Fears over inequality of incomes
Economic policy in Northern Ireland faces bigger challenges than have been recognised. The ‘playing field’ is tilting the wrong way.
In addition to the existing earnings gap, the prosperity gap is widening because market forces in western European countries are favouring the areas which have more advanced technology, greater capital endowment, and more wealthy entrepreneurs.
The catch-up process needs an even faster rate of improvement here than in other regions.
The macro-economic evidence compiled by French economist Thomas Piketty points to serious concerns across the western world that market forces are accelerating an increase in the degree of inequality in incomes and wealth. As economies have grown, the returns to capital (with a link to the impact of technology changes) have increased faster than the gains in earnings by employees. Piketty has issued a serious challenge to western governments on whether (and how) they might cope with this clash: growing economies which also greater degrees of inequality in incomes and personal wealth.

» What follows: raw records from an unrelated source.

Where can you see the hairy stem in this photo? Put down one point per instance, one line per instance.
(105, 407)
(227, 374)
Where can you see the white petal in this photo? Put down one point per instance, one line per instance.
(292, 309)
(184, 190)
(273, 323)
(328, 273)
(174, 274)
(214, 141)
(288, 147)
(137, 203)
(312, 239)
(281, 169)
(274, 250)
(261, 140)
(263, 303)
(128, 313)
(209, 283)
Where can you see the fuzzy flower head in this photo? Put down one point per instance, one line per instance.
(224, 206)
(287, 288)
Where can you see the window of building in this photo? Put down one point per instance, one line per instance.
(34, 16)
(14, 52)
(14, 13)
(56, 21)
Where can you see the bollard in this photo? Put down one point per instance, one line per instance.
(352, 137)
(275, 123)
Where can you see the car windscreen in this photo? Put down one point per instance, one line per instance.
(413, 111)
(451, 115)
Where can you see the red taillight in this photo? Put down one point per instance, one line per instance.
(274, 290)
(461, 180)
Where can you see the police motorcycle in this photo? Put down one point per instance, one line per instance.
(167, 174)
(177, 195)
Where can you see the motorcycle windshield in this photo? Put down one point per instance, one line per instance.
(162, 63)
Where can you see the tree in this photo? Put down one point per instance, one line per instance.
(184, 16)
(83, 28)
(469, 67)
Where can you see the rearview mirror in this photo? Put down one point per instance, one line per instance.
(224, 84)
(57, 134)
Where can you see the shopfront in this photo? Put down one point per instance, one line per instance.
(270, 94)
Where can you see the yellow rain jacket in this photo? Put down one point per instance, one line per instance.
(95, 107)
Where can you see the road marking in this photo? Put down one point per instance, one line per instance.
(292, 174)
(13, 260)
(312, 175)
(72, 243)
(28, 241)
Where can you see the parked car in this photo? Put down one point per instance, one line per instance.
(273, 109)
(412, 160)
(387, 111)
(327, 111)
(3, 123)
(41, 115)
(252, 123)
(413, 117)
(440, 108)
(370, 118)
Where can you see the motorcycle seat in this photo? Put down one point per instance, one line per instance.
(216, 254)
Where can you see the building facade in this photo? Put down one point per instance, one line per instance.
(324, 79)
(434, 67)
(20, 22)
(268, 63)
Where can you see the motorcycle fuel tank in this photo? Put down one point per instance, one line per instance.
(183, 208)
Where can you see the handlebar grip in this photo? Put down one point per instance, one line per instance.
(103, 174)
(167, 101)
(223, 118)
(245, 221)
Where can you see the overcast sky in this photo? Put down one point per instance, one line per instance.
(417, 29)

This evidence has relevance for Northern Ireland partly because it adds to our understanding of these significant wider trends which lie outside local control. The evidence is, however, not a valid excuse for a fatalistic response. If inequality in western European countries is not to increase, stronger and better corrective policies will be needed, including their application in and by a region like Northern Ireland.
At a UK level there is independent evidence of a continuing and widening degree of inequality of income and wealth. There is also partial evidence that Northern Ireland is vulnerable to these trends.
In 2011-12, an analysis of weekly household incomes across the UK found that 37% of households were in the four lowest income groups with weekly income of less than £400. In Northern Ireland 43% were in the same four low income groups.
In 2005-06, the earliest year for which comparable data is readily available, for the UK 45% were in the four lowest income groups whilst, in Northern Ireland, there were 49% in these groups.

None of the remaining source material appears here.